Article mis à jour le 23 avril 2021 à 15:27

Après plus de 4 ans d’études, de rapports, de visites d’immeubles et d’expertises, la révision du plan de sauvegarde semble en bonne voie. Non obligatoire pour les communes, ce document d’urbanisme a fait couler beaucoup d’encre. Le quartier Saint-Jacques et l’îlot Puig devenant même l’avant-scène de la prochaine élection municipale. Ce plan d’urbanisme s’attache à classifier les immeubles un par un en fonction de leur valeur patrimoniale et historique. Il permet aussi d’adapter des bâtis anciens pour répondre à la demande de vie digne de ses occupants.

Après un rapport de plus de 1200 pages, le commissaire enquêteur a déposé un avis favorable à la transformation du plan de 2007, jugé trop « corseté » par la municipalité. Selon le commissaire enquêteur, « les opposants », dont l’ASPAHR* et un collectif d’habitants du quartier Saint-Jacques, méconnaissent ou sont de mauvaise foi dans l’analyse du projet.

♦ « Des maisons de ville enfin habitables pour tenter de rendre la ville désirable »

Dixit l’architecte des bâtiments de France, Jean-Marc Huertas. L’architecte particulièrement remonté face à cette opposition qui qualifie de « pittoresque » le bâti actuel. « Parler de pittoresque, c’est faire une véritable injure à ceux qui vivent là. On n’est pas dans du pittoresque, mais dans la misère ! ». L’architecte qui travaille avec la ville a tenu à évoquer son partenariat : « Travailler avec la ville de Perpignan est quelque chose de très motivant. Même si mes avis ne sont pas toujours favorables, la ville les a toujours suivis. »
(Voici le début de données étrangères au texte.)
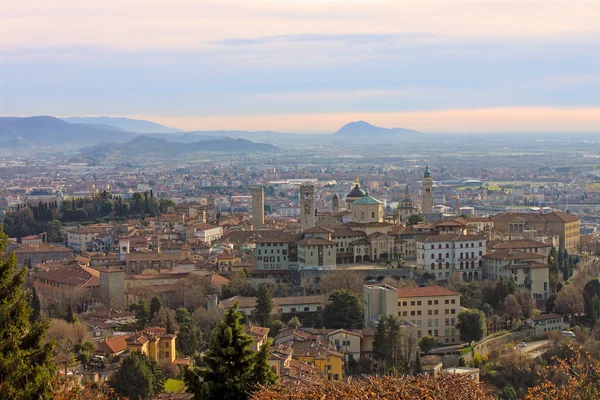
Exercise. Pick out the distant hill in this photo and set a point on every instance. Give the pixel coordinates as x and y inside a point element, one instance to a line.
<point>362,128</point>
<point>49,131</point>
<point>126,124</point>
<point>144,145</point>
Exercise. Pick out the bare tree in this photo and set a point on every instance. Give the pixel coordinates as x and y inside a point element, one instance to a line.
<point>569,301</point>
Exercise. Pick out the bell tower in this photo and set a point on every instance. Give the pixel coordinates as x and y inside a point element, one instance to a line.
<point>307,207</point>
<point>335,203</point>
<point>427,194</point>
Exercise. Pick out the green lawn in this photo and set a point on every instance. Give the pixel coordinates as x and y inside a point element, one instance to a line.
<point>174,386</point>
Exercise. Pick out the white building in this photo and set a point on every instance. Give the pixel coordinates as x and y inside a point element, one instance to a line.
<point>208,233</point>
<point>452,255</point>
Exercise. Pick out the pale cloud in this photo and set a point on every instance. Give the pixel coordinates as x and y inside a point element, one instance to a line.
<point>188,24</point>
<point>503,119</point>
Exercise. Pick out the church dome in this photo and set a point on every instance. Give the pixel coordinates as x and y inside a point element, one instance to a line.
<point>356,192</point>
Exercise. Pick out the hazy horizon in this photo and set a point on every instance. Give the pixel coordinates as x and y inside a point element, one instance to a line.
<point>307,67</point>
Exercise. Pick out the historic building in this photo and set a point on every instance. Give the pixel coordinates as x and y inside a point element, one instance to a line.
<point>407,207</point>
<point>427,194</point>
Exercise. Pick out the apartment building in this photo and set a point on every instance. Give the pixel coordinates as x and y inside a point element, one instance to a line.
<point>433,310</point>
<point>447,255</point>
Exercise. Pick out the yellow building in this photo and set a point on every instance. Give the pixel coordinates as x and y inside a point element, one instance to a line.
<point>432,309</point>
<point>154,342</point>
<point>329,362</point>
<point>565,225</point>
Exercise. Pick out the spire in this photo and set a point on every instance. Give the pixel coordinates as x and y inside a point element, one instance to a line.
<point>427,172</point>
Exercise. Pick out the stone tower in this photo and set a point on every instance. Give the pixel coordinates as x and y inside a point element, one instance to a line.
<point>258,208</point>
<point>211,210</point>
<point>335,203</point>
<point>307,207</point>
<point>427,194</point>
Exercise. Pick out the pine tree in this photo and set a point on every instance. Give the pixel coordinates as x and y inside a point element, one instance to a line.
<point>262,373</point>
<point>169,326</point>
<point>35,307</point>
<point>418,365</point>
<point>70,317</point>
<point>264,305</point>
<point>379,340</point>
<point>26,364</point>
<point>229,370</point>
<point>155,306</point>
<point>138,377</point>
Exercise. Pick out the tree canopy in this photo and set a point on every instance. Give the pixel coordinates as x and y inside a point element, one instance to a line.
<point>138,377</point>
<point>343,311</point>
<point>229,370</point>
<point>26,364</point>
<point>472,325</point>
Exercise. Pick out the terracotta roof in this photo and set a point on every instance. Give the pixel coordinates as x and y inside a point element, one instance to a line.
<point>73,275</point>
<point>516,244</point>
<point>543,317</point>
<point>510,254</point>
<point>451,237</point>
<point>315,242</point>
<point>112,345</point>
<point>427,291</point>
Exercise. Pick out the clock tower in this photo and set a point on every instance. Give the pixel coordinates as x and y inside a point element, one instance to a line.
<point>427,195</point>
<point>307,207</point>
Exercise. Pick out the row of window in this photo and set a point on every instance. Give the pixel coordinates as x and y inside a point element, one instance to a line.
<point>429,302</point>
<point>453,245</point>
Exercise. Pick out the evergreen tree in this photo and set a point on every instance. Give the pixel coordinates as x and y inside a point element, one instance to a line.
<point>379,349</point>
<point>26,359</point>
<point>138,377</point>
<point>264,305</point>
<point>230,367</point>
<point>141,313</point>
<point>343,311</point>
<point>418,365</point>
<point>36,307</point>
<point>169,325</point>
<point>262,374</point>
<point>294,322</point>
<point>155,306</point>
<point>69,316</point>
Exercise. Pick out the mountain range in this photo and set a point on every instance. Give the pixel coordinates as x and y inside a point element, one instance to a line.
<point>145,145</point>
<point>45,131</point>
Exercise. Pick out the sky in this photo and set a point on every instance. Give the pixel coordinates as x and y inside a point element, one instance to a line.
<point>307,66</point>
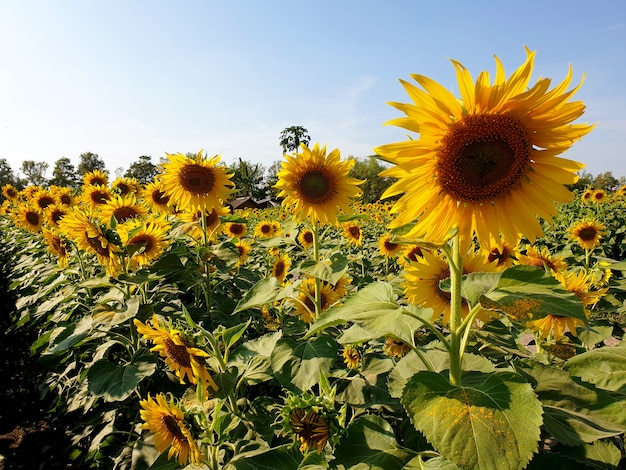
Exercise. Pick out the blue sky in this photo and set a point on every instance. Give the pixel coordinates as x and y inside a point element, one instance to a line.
<point>146,77</point>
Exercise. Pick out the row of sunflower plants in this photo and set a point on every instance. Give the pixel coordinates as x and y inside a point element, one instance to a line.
<point>470,324</point>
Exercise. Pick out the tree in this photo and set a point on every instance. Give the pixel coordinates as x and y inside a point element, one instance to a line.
<point>89,162</point>
<point>35,172</point>
<point>64,174</point>
<point>292,137</point>
<point>368,169</point>
<point>248,179</point>
<point>142,170</point>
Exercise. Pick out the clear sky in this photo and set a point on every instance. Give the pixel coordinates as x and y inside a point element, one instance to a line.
<point>125,78</point>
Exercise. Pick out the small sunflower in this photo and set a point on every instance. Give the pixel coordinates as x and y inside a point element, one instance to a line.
<point>167,421</point>
<point>197,183</point>
<point>235,229</point>
<point>487,163</point>
<point>281,266</point>
<point>315,186</point>
<point>95,178</point>
<point>587,233</point>
<point>542,258</point>
<point>387,248</point>
<point>353,233</point>
<point>183,358</point>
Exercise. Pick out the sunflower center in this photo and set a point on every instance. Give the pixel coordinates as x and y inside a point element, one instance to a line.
<point>170,423</point>
<point>197,179</point>
<point>482,157</point>
<point>316,186</point>
<point>177,352</point>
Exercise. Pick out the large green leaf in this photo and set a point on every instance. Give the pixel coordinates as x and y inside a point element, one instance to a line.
<point>297,364</point>
<point>525,292</point>
<point>376,312</point>
<point>490,422</point>
<point>604,367</point>
<point>575,413</point>
<point>116,383</point>
<point>370,444</point>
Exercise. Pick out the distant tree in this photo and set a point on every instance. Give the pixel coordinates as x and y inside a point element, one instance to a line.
<point>292,137</point>
<point>271,178</point>
<point>368,169</point>
<point>142,170</point>
<point>64,174</point>
<point>606,181</point>
<point>35,172</point>
<point>248,179</point>
<point>89,162</point>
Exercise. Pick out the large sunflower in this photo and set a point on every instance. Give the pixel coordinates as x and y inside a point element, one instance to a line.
<point>197,183</point>
<point>167,421</point>
<point>487,163</point>
<point>315,185</point>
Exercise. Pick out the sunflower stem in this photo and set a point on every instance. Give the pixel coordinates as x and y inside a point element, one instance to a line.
<point>455,262</point>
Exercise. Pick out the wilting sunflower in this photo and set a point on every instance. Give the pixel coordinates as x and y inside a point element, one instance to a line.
<point>10,192</point>
<point>167,421</point>
<point>95,196</point>
<point>235,229</point>
<point>598,196</point>
<point>281,266</point>
<point>315,186</point>
<point>182,357</point>
<point>95,178</point>
<point>57,246</point>
<point>387,248</point>
<point>587,233</point>
<point>542,258</point>
<point>197,183</point>
<point>486,164</point>
<point>423,278</point>
<point>154,197</point>
<point>353,233</point>
<point>144,241</point>
<point>28,217</point>
<point>123,208</point>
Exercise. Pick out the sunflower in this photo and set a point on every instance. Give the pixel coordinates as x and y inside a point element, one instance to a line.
<point>353,233</point>
<point>486,164</point>
<point>124,186</point>
<point>587,233</point>
<point>95,178</point>
<point>197,183</point>
<point>155,198</point>
<point>167,421</point>
<point>183,358</point>
<point>423,278</point>
<point>57,246</point>
<point>235,229</point>
<point>28,217</point>
<point>281,266</point>
<point>387,248</point>
<point>315,185</point>
<point>264,229</point>
<point>94,196</point>
<point>10,192</point>
<point>542,258</point>
<point>145,241</point>
<point>598,196</point>
<point>244,250</point>
<point>123,208</point>
<point>305,237</point>
<point>305,305</point>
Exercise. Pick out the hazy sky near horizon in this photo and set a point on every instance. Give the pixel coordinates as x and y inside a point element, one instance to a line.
<point>145,77</point>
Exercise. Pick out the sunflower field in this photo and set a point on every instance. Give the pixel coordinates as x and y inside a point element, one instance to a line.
<point>471,319</point>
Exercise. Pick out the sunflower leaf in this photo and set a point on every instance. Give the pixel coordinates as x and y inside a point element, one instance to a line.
<point>492,421</point>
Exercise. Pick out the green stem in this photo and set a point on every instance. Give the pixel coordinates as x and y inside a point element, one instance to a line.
<point>455,262</point>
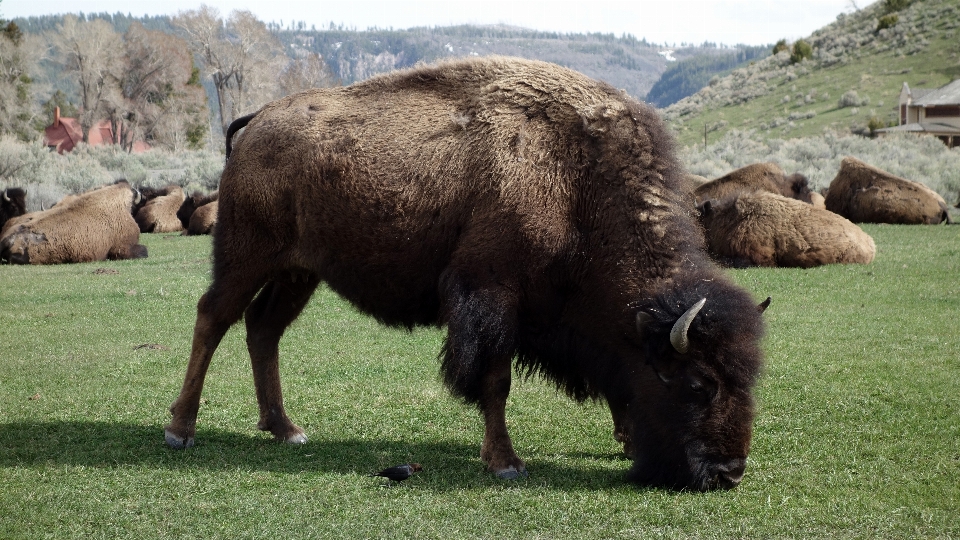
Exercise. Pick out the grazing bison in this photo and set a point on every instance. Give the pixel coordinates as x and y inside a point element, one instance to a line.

La ville a travaillé sur un secteur, probablement l’un des plus pauvres de France, selon l’architecte. « Il y a 5 ans que nous réfléchissons sur ce sujet ». Le bâti de Saint-Jacques est un bâti modeste, très populaire, à l’origine habité par des ouvriers, des marchands. Un bâti qui s’est beaucoup dégradé au fil du temps.

Pour illustrer ces propos, le commissaire enquêteur qui a rendu un avis favorable à la révision du plan rappelle les chiffres : « 75 % des immeubles sont dans un état passable ou médiocre voire, fortement dégradés, dangereux et insalubres » Relire notre article sur les chiffres de l’habitat indigne à Perpignan.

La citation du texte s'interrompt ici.